Here belong also the groups in which figures are seen with a roll of papyrus or a writing tablet, suggestive of literary pursuits, and figures with musical instruments. A group of musicians is shown in [Fig. 268], in which are four women, one of whom is tuning a couple of stringed instruments to sound in unison.

In the same class are included two small painted busts not infrequently met with, that of a girl with a writing tablet in her left hand holding the end of a stylus against her lips, as if pondering what to write, and that of a young man with one end of a roll of papyrus, in which he has been reading, under his chin. A Pompeian baker, Publius Paquius Proculus, brought these two ideal busts into one painting, substituting for the faces of the youth and maiden those of himself and his wife ([Fig. 269]). The portraits are realistic, but the faces are not unattractive; that of Proculus seems more kindly and ingenuous than the face of Caecilius Jucundus ([Fig. 256]).

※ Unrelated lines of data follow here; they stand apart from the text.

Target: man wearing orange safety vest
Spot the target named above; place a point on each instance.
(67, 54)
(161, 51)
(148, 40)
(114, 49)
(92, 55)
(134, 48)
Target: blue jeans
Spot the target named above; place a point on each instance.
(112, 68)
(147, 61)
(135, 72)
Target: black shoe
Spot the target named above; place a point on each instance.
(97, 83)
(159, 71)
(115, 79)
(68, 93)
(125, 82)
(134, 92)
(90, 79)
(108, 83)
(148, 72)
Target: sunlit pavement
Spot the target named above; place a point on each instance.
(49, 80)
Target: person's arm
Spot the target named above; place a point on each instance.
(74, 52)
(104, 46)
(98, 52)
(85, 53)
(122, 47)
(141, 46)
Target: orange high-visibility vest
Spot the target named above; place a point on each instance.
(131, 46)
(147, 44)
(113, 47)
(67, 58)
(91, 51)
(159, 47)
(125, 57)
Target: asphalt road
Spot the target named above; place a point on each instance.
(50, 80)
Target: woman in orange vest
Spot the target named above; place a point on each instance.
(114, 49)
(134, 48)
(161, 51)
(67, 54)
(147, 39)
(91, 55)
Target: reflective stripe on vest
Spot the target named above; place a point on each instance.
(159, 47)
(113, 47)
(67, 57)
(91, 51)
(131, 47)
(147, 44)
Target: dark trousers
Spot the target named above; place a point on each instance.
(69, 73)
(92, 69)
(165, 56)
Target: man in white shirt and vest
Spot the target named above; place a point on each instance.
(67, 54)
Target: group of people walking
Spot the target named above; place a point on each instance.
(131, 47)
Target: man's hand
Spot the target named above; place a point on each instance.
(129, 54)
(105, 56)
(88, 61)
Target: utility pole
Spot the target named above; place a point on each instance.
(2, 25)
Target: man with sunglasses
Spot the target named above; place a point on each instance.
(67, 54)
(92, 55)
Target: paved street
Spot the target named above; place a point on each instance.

Fig. 269.—Paquius Proculus and his wife.

Two ideal painted busts have recently been found, each of a youth with a roll of papyrus. Their chief interest lies in the fact that each roll is provided with a narrow tag or label, of the sort that the Romans called index, on which the names Plato and Homerus can be plainly read. The two types of face well correspond with the trend of taste suggested by the titles: the delicate features and upturned gaze of the one indicate a poetic temperament; the other has a high forehead and an air of meditation, appropriate for a student of philosophy.